Healthcare News from Capitol Hill and the Department of Health and Human Services


In an October 15 letter, the American Medical Association (AMA) and more than 100 other medical societies and physicians’ organizations urged Congress to consider a permanent replacement for the Medicare physician payment system. Under the Sustainable Growth Rate (SGR) formula used for Medicare Fee Schedule payments, doctors’ reimbursements for services are scheduled to be cut by 27% as of January 1, 2013.

The Centers for Medicare & Medicaid Services (CMS) is required to follow the SGR formula, which was adopted in the Balanced Budget Act of 1997. Since then, the year-end temporary “doc fix” has been an annual controversy. Many healthcare organizations, including the AMA and the American Hospital Association, have been urging Congress for years to find permanent solution to the problem. The Congressional Budget Office estimated in August that a permanent repeal of the SGR will cost the federal government $245 billion, and even another one-year fix will cost $18.5 billion.

The AMA’s letter, addressed to Senators Max Baucus (D-MT) and Orrin Hatch (R-UT), the leaders of the Senate Finance Committee, laid out a list of “principles and core elements that can form the basis for new federal policy on a transition from the SGR to a higher performing Medicare program.” Among them were allowing physician practices a choice of payment models; encouraging incremental changes with positive incentives and rewards, rather than penalties; basing quality measures on matters within a doctor’s control, rather than patients’ actions; and investing in a new infrastructure for Medicare to help doctors transition to new methods of health care delivery and payment.

Given the uncertainties of the current presidential campaign and the federal tax cuts and other laws that are set to expire on December 31 or take effect on January 1, it appears unlikely that Congress will address the proposed permanent fix before the end of this year. Representatives of both parties, however, have informally stated that implementing another one-year fix should not be a problem.


In a keynote address at the HIPAA Summit West in San Francisco on October 11, Leon Rodriguez, Director of the Department of Health and Human Services’ Office for Civil Rights, said that he expects enforcement of HIPAA’s privacy and security rules to continue to increase in 2013. OCR also plans to continue and expand a pilot audit project that has been examining 150 HIPAA covered entities in order to improve compliance.

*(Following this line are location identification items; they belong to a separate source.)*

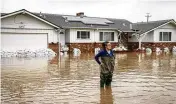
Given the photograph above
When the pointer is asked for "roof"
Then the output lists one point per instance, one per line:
(143, 27)
(70, 21)
(117, 24)
(23, 11)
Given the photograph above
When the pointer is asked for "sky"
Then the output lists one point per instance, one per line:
(132, 10)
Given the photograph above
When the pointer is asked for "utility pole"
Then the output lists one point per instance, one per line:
(148, 16)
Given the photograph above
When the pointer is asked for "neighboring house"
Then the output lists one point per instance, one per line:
(153, 34)
(80, 31)
(23, 29)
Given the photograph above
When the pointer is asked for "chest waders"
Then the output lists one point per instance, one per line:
(106, 70)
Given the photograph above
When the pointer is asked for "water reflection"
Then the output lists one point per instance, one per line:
(138, 78)
(106, 96)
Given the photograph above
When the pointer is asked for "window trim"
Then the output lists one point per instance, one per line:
(161, 35)
(80, 35)
(104, 35)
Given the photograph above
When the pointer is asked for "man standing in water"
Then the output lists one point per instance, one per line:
(106, 64)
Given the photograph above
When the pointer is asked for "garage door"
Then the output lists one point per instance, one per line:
(10, 41)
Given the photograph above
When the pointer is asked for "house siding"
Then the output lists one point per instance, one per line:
(166, 28)
(87, 45)
(94, 36)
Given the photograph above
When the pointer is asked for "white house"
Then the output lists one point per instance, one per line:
(23, 29)
(153, 34)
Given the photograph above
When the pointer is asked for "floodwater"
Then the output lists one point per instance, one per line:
(138, 79)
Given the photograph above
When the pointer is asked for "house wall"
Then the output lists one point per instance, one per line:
(94, 36)
(151, 40)
(149, 37)
(167, 28)
(67, 36)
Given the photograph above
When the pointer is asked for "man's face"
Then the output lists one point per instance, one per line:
(108, 46)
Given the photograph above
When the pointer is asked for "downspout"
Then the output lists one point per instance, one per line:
(118, 37)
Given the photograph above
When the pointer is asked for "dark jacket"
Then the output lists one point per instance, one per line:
(107, 62)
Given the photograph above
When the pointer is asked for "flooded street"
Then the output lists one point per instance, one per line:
(138, 79)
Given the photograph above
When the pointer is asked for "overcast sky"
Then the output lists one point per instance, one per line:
(132, 10)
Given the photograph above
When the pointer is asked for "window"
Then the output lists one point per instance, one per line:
(165, 36)
(83, 34)
(106, 36)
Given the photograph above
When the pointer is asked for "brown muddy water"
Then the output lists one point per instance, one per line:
(138, 79)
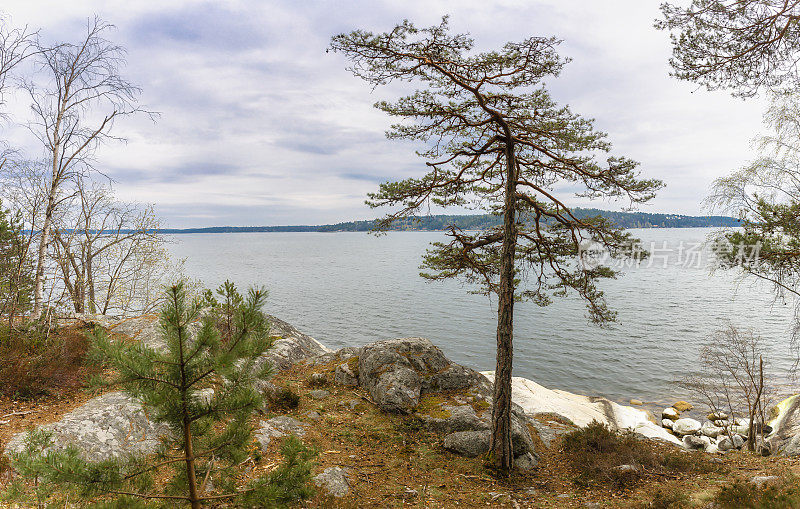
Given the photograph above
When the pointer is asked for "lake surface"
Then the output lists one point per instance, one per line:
(348, 289)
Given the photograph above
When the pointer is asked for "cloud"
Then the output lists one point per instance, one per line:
(259, 125)
(208, 24)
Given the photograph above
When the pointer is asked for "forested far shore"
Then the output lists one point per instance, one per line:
(479, 222)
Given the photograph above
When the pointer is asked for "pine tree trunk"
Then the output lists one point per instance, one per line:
(194, 498)
(191, 473)
(501, 455)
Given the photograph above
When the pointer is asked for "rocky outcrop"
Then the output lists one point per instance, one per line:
(397, 372)
(291, 345)
(108, 426)
(412, 376)
(686, 426)
(534, 399)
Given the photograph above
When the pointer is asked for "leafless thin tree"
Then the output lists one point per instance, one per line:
(100, 249)
(74, 110)
(732, 379)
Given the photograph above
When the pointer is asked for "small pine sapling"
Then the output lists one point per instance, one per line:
(205, 390)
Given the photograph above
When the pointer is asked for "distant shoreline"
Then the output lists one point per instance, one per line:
(475, 222)
(246, 229)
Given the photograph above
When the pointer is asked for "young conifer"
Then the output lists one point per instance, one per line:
(204, 389)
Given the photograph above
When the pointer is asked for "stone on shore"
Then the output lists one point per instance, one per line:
(686, 426)
(710, 430)
(581, 410)
(670, 413)
(291, 345)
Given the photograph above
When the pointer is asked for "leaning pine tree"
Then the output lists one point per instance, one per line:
(204, 388)
(498, 142)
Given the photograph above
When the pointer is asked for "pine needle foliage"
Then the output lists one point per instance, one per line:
(205, 390)
(495, 140)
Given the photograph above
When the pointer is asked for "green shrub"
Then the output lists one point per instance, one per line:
(668, 498)
(283, 399)
(209, 437)
(603, 456)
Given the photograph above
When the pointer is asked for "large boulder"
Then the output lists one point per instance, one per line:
(475, 443)
(108, 426)
(291, 345)
(397, 372)
(786, 428)
(450, 419)
(334, 481)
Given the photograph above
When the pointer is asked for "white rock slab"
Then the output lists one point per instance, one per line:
(582, 410)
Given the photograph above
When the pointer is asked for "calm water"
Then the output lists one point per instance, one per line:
(347, 289)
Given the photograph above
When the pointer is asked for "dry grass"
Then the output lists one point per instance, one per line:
(397, 462)
(35, 365)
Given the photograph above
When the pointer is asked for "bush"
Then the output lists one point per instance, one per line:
(36, 362)
(746, 495)
(283, 399)
(600, 455)
(209, 437)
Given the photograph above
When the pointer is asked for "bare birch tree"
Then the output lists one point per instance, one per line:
(74, 111)
(108, 252)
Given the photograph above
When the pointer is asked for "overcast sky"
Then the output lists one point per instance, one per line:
(259, 126)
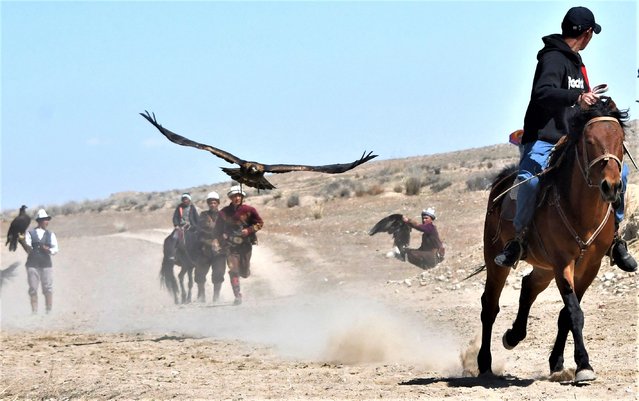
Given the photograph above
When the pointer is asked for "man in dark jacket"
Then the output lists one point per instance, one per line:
(560, 88)
(241, 222)
(431, 250)
(210, 245)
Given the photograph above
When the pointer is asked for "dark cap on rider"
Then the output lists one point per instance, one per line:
(577, 21)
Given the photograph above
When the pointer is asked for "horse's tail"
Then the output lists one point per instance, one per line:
(476, 272)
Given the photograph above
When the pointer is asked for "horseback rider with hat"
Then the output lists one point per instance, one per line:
(212, 255)
(560, 89)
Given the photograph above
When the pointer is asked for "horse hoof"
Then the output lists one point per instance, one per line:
(504, 341)
(585, 375)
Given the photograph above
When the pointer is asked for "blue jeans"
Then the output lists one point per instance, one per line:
(534, 160)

New civil money penalty amounts have applied to HIPAA privacy and security rule violations since February 2009, and covered entities and business associates have been subject to new data breach notification obligations since September 2009. OCR began imposing monetary sanctions for violations in February 2010, and many industry observers noted a surge of enforcement actions, monetary penalties and settlements under HIPAA and the HITECH Act in 2012. Most enforcement cases handled by OCR to date have involved theft of data or storage devices, or unauthorized access or disclosure of data. Very few cases have involved computer hacking.

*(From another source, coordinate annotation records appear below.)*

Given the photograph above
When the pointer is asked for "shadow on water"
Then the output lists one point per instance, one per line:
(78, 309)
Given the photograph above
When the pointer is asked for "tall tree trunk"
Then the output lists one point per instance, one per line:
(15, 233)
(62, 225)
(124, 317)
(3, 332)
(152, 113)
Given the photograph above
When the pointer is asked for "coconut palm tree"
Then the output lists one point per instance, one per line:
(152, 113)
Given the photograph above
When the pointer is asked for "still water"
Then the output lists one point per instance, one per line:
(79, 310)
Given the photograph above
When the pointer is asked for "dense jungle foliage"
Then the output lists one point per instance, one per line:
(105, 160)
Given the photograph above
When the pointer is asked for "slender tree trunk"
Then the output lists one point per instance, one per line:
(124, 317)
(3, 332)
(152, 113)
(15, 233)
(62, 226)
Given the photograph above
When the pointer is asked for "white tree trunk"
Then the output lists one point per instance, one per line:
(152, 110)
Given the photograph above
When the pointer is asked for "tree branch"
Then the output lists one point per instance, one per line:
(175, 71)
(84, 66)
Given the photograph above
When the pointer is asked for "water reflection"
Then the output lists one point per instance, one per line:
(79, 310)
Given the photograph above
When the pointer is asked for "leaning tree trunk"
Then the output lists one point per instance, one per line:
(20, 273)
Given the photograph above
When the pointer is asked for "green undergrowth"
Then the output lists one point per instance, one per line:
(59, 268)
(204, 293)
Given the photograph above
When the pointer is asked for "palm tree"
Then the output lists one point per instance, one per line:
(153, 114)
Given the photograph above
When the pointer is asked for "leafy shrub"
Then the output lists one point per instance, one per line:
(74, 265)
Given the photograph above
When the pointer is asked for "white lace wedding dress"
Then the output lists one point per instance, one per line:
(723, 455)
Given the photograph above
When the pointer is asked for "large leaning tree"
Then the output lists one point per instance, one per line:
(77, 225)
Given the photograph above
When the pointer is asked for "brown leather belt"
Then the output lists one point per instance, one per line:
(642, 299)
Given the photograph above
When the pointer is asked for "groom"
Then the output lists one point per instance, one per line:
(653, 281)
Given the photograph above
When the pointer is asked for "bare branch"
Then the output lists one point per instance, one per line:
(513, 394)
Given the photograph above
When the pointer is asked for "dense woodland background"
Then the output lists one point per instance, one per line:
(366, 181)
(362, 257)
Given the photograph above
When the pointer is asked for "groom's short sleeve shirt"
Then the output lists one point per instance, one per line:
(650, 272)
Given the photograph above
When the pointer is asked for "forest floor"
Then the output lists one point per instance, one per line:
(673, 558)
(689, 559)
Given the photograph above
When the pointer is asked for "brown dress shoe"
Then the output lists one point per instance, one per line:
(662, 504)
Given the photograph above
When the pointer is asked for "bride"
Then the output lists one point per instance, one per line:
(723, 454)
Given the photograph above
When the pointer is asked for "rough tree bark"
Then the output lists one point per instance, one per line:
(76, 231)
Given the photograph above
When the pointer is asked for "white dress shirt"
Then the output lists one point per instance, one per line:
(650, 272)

Rodriguez said that OCR has been focusing recently on high-profile cases and announcing the details of the particular privacy and security violations involved, in order to help other covered entities and their business associates better recognize the risks in handling protected health information. Minor cases tend to be settled more quickly and with less publicity. In data breach cases, OCR’s decision whether to pursue a monetary enforcement action will depend, in part, on whether the covered entity acted quickly and effectively to remedy and report the breach, he said.

OCR’s audit program thus far has uncovered a number of common issues affecting many covered entities, including the absence of “business associate agreements” between HIPAA covered entities and their business associates, insufficient policies and procedures limiting access to patient records, failures to perform required risk assessments, and insufficient breach notification plans. Although OCR has said that it will not initiate enforcement actions based on the pilot program’s audit results, these common failings will undoubtedly influence the potential penalties for any covered entity or business associate that incurs a data breach.

Rodriguez was unable to provide an update on the status of the forthcoming “HIPAA Omnibus Rule” that had been expected to be released by the end of the summer. OCR sent the Rule to the White House Office of Management and Budget for final review in March of this year, but no public statements have been made since OMB announced in June that it was extending the review period. Industry observers expect that the Rule, when finally released, will combine guidance regarding the HIPAA privacy, security and breach notification rules.